Amazing Graceは、軍人さんや警官、消防士の方々のお葬式では必ず流れますよね。

わたしもAmazing Graceは大好きで、いろんな人のバージョンを聴きましたが、わたしが一番好きなのは、Il Divoのものです。

携帯電話に入れてあって、運転中によく聴いています。

メンバーの一人がコロナで最近亡くなってしまって、もう4人で歌うのを見ることは出来ないのだな~と思うと、聴くたびに涙が出そうになります。

https://www.youtube.com/watch?v=GYMLMj-SibU&ab_channel=IlDivoVEVO

実は、わたし、小中学生の時Rod Stewartが大好きで、生まれて初めて一人で言ったコンサートも彼のコンサートだったのです。

Amazing Graceを歌ってるのを知らなくて、聴いてみましたが、あまり悲しい感じではなくて、良いですね~。教えてくださってありがとうございます。

(2022.04.25 15:16:32)

Re[1]:音物語 American Tune 2.(04/22)   cozycoach さん
ranran50さんへ

>音楽にも造詣が深く

音楽好きなだけで素人です。

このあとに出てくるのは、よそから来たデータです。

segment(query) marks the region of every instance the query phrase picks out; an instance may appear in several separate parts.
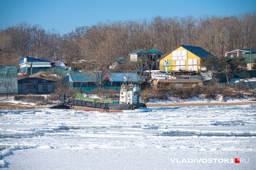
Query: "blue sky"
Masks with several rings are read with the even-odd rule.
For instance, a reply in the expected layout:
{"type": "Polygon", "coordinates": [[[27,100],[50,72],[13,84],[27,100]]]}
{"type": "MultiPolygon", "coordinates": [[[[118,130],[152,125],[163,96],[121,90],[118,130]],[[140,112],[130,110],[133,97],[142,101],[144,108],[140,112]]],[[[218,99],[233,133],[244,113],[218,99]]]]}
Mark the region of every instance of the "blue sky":
{"type": "Polygon", "coordinates": [[[206,14],[228,16],[256,9],[255,0],[0,0],[0,28],[27,21],[64,34],[107,19],[206,14]]]}

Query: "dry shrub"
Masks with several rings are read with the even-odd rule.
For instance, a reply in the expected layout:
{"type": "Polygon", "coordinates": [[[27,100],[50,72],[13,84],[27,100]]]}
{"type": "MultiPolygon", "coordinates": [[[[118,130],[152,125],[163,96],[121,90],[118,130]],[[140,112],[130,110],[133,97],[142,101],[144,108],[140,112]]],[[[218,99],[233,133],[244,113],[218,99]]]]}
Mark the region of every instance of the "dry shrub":
{"type": "Polygon", "coordinates": [[[146,88],[140,92],[140,97],[144,98],[145,102],[148,102],[149,99],[165,99],[168,98],[166,94],[167,90],[166,88],[146,88]]]}
{"type": "Polygon", "coordinates": [[[253,97],[256,98],[256,91],[253,90],[250,90],[247,92],[247,96],[248,97],[253,97]]]}
{"type": "Polygon", "coordinates": [[[105,88],[97,88],[92,90],[91,93],[104,99],[119,98],[119,92],[114,89],[107,90],[105,88]]]}
{"type": "MultiPolygon", "coordinates": [[[[141,93],[141,97],[145,98],[145,102],[148,102],[149,99],[158,98],[160,99],[167,98],[167,94],[174,97],[179,97],[183,100],[187,99],[190,97],[199,97],[199,94],[204,95],[204,97],[210,99],[217,99],[219,95],[221,95],[223,98],[228,97],[230,98],[240,98],[244,97],[243,93],[233,91],[228,87],[224,86],[199,86],[193,85],[190,86],[175,87],[172,87],[167,88],[158,89],[146,88],[141,93]]],[[[249,97],[256,97],[256,92],[251,92],[249,97]]]]}

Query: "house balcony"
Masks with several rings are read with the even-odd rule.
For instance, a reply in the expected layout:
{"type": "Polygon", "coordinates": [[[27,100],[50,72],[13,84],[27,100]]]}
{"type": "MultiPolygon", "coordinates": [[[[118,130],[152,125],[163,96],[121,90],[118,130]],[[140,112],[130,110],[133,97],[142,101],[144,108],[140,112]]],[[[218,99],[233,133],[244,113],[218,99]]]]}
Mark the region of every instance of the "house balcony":
{"type": "Polygon", "coordinates": [[[158,61],[160,58],[154,58],[153,59],[153,61],[154,61],[154,62],[157,62],[157,61],[158,61]]]}
{"type": "Polygon", "coordinates": [[[159,66],[153,66],[152,67],[152,70],[155,70],[157,69],[159,69],[159,66]]]}

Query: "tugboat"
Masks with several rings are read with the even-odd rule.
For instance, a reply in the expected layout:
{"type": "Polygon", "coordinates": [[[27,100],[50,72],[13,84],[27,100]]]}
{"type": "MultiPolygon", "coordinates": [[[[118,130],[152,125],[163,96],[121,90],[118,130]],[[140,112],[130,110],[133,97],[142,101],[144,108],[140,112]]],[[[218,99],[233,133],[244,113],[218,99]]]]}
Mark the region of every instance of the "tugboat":
{"type": "Polygon", "coordinates": [[[65,92],[60,94],[60,104],[52,106],[52,109],[63,109],[66,107],[76,110],[85,111],[100,111],[103,112],[123,112],[126,110],[132,110],[140,108],[146,108],[144,102],[140,100],[140,88],[133,85],[129,81],[126,85],[128,76],[121,86],[120,98],[115,99],[101,99],[84,97],[81,93],[76,93],[75,97],[68,99],[65,92]]]}

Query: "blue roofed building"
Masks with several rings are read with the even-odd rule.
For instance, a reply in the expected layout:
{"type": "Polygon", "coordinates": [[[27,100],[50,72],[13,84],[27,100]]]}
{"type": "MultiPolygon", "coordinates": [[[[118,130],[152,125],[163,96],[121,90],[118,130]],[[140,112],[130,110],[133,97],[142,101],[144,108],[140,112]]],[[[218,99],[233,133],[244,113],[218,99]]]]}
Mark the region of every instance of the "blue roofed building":
{"type": "Polygon", "coordinates": [[[75,90],[82,87],[97,88],[96,78],[91,73],[68,73],[62,79],[62,83],[67,84],[68,87],[75,90]]]}
{"type": "Polygon", "coordinates": [[[138,85],[138,82],[141,81],[140,76],[136,73],[107,73],[103,78],[105,86],[121,88],[125,80],[125,77],[127,76],[128,78],[124,83],[125,85],[128,85],[129,81],[133,85],[138,85]]]}
{"type": "Polygon", "coordinates": [[[214,56],[199,47],[180,45],[159,59],[160,71],[197,71],[200,59],[214,56]]]}
{"type": "Polygon", "coordinates": [[[18,80],[19,94],[47,94],[54,92],[55,81],[37,77],[23,78],[18,80]]]}
{"type": "MultiPolygon", "coordinates": [[[[125,79],[124,77],[127,75],[129,77],[128,80],[134,85],[137,85],[137,82],[141,81],[139,75],[135,73],[108,73],[103,79],[102,88],[120,91],[121,85],[125,79]]],[[[92,90],[99,88],[96,83],[96,78],[95,75],[91,73],[69,73],[64,77],[62,82],[73,90],[80,90],[82,86],[83,92],[90,93],[92,90]]],[[[128,80],[127,84],[128,83],[128,80]]]]}

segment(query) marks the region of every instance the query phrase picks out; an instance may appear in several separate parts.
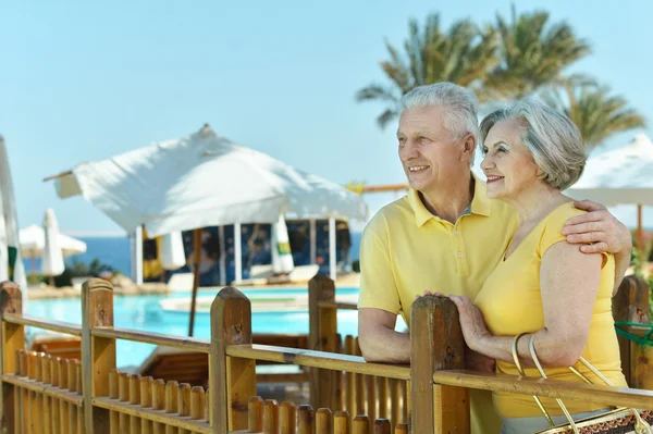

音楽に詳しい人が読んだら、何を馬鹿なことを書いてるんだ、こいつは、と思うでしょうね。でもね、最近は居直りまして、自分の思ったことを書くことにしてます。

Il Divoというグループはイタリア人のグループかと思ってたら、なんだ、フランス、スイス、スペイン、アメリカですね。コロナで亡くなったのはスペイン人のバリトン、カルロスですか。残念なことです。リンクのAmazing Graceは途中でオペラ風になりますね。驚き!

Il DivoはCarusoという曲で聴いたことあります。なかなかのできでした。この曲はイタリア人の書いたとても感傷的な曲のようですが、一時とても嵌りました。
https://www.youtube.com/watch?v=bOKi0inHsiI

Rod Stewartのバージョン、聴いてくださり、ありがとう。

しかし、小学生の時にRod Stewartが好きとは、かなりませてたんですね。一人でコンサートに行くというのも大胆ですね。そんな小学生がなんでIl Divoに変心しちゃったんでしょうね。ジャンルとしては全く違いますね。Rod StewartのバージョンもArethaのバージョンもIl Divoとはまったく違う泥臭い音楽です。まあその日の気分でどちらもいいかな、と思います。 (2022.04.25 18:37:15)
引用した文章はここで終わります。